By contrast, the more «dynamic financial centers» include few Caribbean names (see graphic below). Instead, this list includes hubs like Abu Dhabi, Luxembourg and Shenzhen – and Washington D.C, the U.S. capital and home of the ICIJ reporting consortium.

Grafik Paradies 500

In fact, the U.S. was already managing one-third more offshore money in 2012 than the Panama and Caribbean. Two years later, the U.S. managed $1.4 trillion, behind the U.K. and Switzerland.

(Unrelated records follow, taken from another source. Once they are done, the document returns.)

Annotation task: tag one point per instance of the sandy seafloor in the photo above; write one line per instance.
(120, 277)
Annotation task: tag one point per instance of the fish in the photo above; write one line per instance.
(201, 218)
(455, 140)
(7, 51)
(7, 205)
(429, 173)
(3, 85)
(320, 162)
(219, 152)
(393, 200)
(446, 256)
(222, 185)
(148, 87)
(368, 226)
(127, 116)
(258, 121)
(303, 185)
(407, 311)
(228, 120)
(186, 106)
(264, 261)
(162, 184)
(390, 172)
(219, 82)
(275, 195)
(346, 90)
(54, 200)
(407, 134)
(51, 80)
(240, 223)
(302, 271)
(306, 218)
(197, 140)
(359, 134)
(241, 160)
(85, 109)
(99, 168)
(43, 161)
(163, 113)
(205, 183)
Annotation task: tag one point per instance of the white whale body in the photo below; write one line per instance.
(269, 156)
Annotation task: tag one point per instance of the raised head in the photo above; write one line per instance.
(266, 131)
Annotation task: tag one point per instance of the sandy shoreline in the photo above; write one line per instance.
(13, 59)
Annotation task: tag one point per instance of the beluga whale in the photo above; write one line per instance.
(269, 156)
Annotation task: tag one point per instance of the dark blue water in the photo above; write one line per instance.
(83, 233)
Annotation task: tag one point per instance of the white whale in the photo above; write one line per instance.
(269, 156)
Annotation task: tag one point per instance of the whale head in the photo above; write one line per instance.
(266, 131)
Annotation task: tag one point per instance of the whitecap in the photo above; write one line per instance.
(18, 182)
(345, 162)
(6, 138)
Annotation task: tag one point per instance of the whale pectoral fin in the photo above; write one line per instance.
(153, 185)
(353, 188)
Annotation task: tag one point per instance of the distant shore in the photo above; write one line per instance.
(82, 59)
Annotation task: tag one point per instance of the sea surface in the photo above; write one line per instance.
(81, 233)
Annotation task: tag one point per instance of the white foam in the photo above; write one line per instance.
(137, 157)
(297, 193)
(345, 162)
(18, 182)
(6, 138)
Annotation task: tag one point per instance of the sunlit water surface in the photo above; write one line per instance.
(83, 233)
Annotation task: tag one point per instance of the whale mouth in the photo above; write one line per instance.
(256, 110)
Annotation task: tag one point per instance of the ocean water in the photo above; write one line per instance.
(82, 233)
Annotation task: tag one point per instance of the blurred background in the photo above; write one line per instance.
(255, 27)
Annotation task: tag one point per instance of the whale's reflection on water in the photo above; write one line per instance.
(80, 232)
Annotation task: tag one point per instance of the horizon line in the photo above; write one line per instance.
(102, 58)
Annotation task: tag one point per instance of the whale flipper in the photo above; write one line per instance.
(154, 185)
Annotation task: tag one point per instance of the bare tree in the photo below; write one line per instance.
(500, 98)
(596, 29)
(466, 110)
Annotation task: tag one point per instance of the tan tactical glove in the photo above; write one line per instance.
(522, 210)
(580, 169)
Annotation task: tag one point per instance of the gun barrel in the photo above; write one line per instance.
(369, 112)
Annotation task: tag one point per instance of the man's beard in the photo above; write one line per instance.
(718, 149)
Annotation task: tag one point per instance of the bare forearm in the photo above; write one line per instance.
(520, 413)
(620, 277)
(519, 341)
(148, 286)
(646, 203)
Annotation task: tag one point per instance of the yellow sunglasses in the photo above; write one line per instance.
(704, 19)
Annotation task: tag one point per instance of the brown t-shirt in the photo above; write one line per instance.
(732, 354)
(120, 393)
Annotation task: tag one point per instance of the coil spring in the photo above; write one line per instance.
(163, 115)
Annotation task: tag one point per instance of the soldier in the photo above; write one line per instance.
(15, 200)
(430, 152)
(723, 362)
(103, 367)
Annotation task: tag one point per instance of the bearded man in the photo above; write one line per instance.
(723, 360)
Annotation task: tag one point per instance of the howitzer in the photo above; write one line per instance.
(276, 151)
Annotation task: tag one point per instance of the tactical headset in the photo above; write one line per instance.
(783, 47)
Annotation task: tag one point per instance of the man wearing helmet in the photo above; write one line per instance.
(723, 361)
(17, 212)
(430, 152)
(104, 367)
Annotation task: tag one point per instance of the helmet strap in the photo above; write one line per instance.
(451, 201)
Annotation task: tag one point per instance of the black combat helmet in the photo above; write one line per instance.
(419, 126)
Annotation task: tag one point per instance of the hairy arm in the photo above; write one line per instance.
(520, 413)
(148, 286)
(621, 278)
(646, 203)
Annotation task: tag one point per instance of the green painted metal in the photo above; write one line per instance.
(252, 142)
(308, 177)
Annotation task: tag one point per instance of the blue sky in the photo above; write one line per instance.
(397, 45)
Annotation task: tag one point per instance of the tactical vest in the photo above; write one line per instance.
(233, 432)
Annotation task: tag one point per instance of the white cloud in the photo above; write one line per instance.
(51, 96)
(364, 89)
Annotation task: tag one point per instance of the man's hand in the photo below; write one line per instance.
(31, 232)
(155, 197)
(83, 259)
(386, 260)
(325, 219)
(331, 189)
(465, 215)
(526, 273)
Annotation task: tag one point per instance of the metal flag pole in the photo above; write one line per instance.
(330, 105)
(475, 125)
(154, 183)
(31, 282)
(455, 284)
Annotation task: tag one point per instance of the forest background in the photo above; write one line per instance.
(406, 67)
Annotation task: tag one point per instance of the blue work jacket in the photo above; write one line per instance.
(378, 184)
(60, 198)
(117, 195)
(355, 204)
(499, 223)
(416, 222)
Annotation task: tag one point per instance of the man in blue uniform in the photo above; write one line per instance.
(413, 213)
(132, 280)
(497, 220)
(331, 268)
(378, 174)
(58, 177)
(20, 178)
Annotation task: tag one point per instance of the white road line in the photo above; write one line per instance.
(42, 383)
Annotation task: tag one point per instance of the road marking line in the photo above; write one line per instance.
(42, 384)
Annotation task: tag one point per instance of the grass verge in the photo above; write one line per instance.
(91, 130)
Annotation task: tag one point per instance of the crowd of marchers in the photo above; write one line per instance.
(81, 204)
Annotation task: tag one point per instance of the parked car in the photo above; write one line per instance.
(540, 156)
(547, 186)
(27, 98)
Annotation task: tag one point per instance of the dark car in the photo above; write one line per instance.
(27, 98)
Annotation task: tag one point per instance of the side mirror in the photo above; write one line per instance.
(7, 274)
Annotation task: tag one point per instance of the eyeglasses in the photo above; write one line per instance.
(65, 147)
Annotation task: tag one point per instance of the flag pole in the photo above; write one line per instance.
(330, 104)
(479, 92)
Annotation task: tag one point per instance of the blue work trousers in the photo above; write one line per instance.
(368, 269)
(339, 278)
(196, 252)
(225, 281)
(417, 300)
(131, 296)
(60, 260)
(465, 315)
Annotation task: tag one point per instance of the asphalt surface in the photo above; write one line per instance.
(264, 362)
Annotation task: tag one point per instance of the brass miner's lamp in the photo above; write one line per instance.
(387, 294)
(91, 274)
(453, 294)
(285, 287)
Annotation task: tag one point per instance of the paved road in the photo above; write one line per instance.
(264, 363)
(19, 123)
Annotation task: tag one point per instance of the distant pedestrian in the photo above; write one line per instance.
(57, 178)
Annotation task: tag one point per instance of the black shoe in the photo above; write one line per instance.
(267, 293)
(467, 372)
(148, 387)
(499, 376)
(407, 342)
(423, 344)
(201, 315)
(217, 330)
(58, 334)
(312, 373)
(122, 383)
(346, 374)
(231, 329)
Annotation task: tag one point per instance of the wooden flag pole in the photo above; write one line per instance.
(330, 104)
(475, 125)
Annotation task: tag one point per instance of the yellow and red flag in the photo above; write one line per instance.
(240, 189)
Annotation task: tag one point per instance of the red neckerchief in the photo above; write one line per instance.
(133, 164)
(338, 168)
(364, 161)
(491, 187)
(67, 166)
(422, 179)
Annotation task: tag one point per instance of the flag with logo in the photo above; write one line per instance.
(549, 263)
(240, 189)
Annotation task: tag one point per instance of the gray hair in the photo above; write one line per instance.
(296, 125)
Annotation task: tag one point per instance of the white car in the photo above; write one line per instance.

U.S. states like Delaware, South Dakota, Nevada and Alaska are jockeying to manage offshore stashes, with age-old methods like letter-box companies and foundations.

«Giant Sucking Sound»

The big money prefers the U.S. to the Caribbean, it would seem. As former UBS banker and tax lawyer Peter Cotorceanu noted last year: «That ‘giant sucking sound’ you hear? It is the sound of money rushing to the USA» in order to avoid automatic data-sharing agreements taking hold.

So how soon until the first Delaware leak emerges? To be sure, the ICIJ's network of journalists would have far less to go on than in older financial centers: unlike in the Bermudas, for example, Delaware firms aren't even required to identify their beneficial owner.